日銀、政策金利を据え置き+ETF/REITの段階的売却へ
日本銀行は短期政策金利を0.5%で据え置きつつ、これまでの緩和策で積み上がった保有資産の正常化に踏み出します。具体的にはETFを年約3,300億円、REITを年約50億円のペースで段階的に売却する方針。超緩和からの脱却を市場に示す一方、売却は「ゆっくり・予見可能」に進めるとして、急激なマーケットの撹乱を避ける設計です(出典:Reuters)。
株式市場の初期反応
BOJのETF売却方針発表を受けて、短期的には株式市場で利益確定の動きが出ています。特に輸出企業にとっては今後の為替リスクが課題とされ、日経平均などの指数はやや下落する場面も見られました。アナリストは、この方針転換が銀行業界など利ざやを稼ぎやすい業種にはプラスに働く可能性があると見ています。(出典: Financial Times)
銀行業界にプラスと見られる理由
アナリストが銀行業界に注目するのは、今回の方針転換が収益改善の追い風になる可能性があるためです。主な理由は以下のとおりです。
- 利ざや拡大余地: 金利の緩やかな上昇局面では、貸出金利が先に上がり、預金金利の上げは遅れがち。結果として利ざやが広がり、銀行の基本収益が改善。
- 金融正常化のシグナル: ETF/REIT売却は「超緩和依存からの離陸」を示唆。将来の追加利上げ余地が意識され、銀行の中期収益期待が高まりやすい。

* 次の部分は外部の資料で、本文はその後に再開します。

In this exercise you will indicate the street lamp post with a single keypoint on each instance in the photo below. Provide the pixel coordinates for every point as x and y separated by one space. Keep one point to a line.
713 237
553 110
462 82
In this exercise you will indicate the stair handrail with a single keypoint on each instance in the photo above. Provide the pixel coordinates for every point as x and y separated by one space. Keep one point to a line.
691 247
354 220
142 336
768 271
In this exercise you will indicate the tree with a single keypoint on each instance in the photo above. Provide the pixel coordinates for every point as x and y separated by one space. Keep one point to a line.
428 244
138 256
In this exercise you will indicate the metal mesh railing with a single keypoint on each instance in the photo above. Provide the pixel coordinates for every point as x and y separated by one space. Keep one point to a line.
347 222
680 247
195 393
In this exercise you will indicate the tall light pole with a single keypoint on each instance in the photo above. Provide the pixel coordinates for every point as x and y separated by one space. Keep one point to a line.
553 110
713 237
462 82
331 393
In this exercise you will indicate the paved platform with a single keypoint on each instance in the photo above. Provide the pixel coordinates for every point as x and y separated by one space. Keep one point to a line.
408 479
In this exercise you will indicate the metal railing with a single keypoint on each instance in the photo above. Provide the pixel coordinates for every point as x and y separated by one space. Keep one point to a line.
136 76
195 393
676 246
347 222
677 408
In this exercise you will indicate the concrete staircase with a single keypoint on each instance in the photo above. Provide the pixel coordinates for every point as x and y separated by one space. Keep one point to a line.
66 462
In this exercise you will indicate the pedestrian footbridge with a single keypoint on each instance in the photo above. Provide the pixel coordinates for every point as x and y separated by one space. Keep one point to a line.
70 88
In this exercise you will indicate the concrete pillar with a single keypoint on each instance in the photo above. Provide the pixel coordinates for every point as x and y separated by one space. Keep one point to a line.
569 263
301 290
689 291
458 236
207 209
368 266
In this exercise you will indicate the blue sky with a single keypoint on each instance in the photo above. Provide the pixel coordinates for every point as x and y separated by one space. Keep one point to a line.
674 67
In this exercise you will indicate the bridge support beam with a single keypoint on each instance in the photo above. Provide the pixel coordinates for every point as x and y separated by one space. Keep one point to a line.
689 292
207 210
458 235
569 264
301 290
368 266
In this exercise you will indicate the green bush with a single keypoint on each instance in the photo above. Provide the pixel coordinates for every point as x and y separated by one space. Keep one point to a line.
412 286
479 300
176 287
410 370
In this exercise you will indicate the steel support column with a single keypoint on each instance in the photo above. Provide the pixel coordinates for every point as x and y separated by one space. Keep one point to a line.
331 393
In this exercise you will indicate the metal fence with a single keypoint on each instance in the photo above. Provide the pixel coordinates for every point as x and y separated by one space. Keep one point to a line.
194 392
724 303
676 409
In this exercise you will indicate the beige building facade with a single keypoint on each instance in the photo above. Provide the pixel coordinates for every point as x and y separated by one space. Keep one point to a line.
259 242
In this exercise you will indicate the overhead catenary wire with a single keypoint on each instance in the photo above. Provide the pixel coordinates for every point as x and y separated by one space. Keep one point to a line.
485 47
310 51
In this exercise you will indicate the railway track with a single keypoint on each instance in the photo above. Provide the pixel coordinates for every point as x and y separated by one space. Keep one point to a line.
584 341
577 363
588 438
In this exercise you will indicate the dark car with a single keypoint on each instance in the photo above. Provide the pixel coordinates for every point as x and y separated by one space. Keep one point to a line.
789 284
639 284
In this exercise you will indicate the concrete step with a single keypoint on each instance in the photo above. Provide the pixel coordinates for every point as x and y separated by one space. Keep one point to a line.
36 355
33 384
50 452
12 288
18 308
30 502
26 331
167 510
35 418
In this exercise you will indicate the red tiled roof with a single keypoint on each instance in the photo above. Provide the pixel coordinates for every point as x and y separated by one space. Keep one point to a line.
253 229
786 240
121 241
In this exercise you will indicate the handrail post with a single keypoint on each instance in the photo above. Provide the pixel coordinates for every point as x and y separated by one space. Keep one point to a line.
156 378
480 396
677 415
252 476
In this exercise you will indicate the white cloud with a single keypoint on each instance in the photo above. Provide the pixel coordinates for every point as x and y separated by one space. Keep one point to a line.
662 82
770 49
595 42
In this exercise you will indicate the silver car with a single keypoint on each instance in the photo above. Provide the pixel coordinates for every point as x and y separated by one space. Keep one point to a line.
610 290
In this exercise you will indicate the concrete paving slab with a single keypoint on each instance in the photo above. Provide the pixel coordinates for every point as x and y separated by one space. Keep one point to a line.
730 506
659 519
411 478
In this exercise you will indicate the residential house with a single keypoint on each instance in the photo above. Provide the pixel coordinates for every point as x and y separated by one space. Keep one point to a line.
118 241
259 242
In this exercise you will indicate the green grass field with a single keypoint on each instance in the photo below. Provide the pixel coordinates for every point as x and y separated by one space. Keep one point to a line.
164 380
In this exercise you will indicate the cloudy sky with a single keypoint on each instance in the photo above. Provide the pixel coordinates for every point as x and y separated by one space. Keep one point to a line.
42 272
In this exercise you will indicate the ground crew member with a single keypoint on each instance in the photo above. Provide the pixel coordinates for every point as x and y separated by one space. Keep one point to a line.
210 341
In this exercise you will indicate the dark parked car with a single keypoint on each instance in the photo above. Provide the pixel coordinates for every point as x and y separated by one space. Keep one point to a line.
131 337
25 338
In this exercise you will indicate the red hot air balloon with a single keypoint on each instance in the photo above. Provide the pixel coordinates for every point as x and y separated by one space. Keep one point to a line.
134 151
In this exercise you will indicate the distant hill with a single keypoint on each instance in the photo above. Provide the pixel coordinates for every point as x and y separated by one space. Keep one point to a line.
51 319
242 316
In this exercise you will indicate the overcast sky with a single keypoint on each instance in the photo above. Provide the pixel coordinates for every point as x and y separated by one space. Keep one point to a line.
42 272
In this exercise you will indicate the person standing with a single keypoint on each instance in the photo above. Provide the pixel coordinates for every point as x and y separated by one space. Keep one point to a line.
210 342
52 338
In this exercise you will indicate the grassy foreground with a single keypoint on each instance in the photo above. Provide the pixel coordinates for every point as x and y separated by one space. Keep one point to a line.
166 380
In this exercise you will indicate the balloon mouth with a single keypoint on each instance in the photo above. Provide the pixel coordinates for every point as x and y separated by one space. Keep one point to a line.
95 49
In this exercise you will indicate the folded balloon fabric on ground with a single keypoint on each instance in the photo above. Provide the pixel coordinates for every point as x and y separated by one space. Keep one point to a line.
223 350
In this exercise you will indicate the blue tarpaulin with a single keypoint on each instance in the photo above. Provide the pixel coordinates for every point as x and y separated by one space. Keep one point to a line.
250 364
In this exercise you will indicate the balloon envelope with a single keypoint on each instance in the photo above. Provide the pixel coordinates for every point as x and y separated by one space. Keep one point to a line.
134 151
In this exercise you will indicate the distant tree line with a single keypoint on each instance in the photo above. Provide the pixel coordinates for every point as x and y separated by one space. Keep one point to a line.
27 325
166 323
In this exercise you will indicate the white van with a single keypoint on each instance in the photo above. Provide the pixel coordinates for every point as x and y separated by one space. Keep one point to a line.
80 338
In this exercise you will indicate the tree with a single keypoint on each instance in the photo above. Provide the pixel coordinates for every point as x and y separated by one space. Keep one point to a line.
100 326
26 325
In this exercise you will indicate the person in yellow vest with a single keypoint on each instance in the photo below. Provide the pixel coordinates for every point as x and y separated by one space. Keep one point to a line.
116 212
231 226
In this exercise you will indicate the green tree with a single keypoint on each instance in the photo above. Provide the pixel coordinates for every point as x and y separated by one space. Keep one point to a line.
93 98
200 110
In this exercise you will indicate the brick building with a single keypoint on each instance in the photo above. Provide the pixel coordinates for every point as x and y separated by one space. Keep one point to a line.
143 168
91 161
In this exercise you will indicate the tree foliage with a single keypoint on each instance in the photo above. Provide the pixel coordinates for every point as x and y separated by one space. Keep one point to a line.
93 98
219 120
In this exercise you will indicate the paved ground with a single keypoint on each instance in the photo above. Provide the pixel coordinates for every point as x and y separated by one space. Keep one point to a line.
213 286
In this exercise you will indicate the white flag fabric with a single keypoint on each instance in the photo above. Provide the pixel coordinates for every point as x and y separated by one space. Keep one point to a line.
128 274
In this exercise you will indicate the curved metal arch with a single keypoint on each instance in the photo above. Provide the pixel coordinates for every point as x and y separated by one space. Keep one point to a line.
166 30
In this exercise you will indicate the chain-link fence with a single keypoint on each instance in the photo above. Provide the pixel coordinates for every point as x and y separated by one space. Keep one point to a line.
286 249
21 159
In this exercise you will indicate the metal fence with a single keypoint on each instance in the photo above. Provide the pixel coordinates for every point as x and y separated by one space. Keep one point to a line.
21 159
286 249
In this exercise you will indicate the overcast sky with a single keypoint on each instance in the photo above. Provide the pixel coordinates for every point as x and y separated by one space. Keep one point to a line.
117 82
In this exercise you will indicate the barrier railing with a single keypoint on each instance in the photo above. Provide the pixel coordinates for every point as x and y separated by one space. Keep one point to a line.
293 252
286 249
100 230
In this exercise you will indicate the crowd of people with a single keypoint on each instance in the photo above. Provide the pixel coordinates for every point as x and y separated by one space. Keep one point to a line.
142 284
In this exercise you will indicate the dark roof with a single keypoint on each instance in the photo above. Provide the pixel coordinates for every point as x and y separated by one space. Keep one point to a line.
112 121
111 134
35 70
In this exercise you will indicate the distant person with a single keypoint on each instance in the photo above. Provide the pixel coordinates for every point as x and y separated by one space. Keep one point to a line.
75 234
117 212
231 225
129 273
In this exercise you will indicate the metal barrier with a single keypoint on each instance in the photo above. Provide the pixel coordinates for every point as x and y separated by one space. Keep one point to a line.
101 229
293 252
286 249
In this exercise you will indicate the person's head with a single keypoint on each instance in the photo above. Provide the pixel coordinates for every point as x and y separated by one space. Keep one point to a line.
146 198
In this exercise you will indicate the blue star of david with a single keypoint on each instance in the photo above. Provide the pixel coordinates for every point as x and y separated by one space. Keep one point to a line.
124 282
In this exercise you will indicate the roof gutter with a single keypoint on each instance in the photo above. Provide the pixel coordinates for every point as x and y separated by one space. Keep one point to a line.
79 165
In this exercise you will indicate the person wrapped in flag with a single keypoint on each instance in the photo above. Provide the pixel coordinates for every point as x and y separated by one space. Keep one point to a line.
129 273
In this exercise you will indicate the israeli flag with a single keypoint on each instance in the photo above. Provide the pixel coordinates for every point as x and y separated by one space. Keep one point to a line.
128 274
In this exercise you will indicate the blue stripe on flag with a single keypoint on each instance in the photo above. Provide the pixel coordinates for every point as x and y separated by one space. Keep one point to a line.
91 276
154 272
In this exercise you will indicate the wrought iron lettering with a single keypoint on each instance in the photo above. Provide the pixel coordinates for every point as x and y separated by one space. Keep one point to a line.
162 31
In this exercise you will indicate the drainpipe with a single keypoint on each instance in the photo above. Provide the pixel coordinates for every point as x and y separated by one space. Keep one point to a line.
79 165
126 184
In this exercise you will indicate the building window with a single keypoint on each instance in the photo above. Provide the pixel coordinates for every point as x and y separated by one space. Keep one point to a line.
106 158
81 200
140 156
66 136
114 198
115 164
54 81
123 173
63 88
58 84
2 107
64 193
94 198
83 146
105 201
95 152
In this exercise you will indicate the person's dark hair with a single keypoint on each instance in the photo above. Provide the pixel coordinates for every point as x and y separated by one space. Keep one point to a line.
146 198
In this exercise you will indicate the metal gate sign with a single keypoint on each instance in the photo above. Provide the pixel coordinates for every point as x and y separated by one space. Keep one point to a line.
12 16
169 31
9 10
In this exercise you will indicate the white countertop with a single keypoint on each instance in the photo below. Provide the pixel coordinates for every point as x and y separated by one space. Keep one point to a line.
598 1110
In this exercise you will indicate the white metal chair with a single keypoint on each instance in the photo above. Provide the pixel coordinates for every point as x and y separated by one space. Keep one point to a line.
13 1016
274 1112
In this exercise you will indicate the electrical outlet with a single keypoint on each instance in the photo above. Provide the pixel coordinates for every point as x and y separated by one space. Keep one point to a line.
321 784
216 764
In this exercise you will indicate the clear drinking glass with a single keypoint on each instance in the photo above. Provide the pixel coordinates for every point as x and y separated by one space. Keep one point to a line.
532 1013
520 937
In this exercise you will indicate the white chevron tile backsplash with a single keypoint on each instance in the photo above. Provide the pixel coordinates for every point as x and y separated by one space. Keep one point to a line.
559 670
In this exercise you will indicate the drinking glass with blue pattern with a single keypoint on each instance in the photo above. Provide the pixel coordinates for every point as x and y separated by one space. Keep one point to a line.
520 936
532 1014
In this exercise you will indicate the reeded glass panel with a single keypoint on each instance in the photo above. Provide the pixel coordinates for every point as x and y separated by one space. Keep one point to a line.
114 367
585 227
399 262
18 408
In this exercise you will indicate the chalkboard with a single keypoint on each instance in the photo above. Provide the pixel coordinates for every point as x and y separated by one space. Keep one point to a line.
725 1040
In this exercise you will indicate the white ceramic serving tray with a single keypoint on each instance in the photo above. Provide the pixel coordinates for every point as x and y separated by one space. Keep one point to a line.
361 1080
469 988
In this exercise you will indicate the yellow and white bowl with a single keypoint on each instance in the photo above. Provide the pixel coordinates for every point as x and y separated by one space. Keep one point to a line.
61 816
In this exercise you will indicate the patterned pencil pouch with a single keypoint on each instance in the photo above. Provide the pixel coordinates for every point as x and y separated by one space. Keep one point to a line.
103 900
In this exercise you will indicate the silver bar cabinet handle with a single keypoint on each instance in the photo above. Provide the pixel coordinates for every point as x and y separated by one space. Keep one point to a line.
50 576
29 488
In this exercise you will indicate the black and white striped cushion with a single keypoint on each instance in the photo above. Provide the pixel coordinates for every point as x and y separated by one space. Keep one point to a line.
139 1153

- 資金の選別と回帰: 市場の需給調整を契機に投資資金が銀行株など金利感応度の高い業種へ流れやすい。
- 与信需要の多様化: 金利・価格の正常化は企業の再編・投資を促し、運転資金・設備資金などの融資需要を押し上げる可能性。
まとめ
日銀の「据え置き+資産縮小」は、短期的には株式市場に重しとなる一方、中期的には銀行業界に追い風をもたらす政策です。今後は売却のスピードや透明性、そして金利・為替・物価のバランスが市場の評価を左右するでしょう。家計はローン金利の動きに、投資家は業種間の選別に注目が必要です。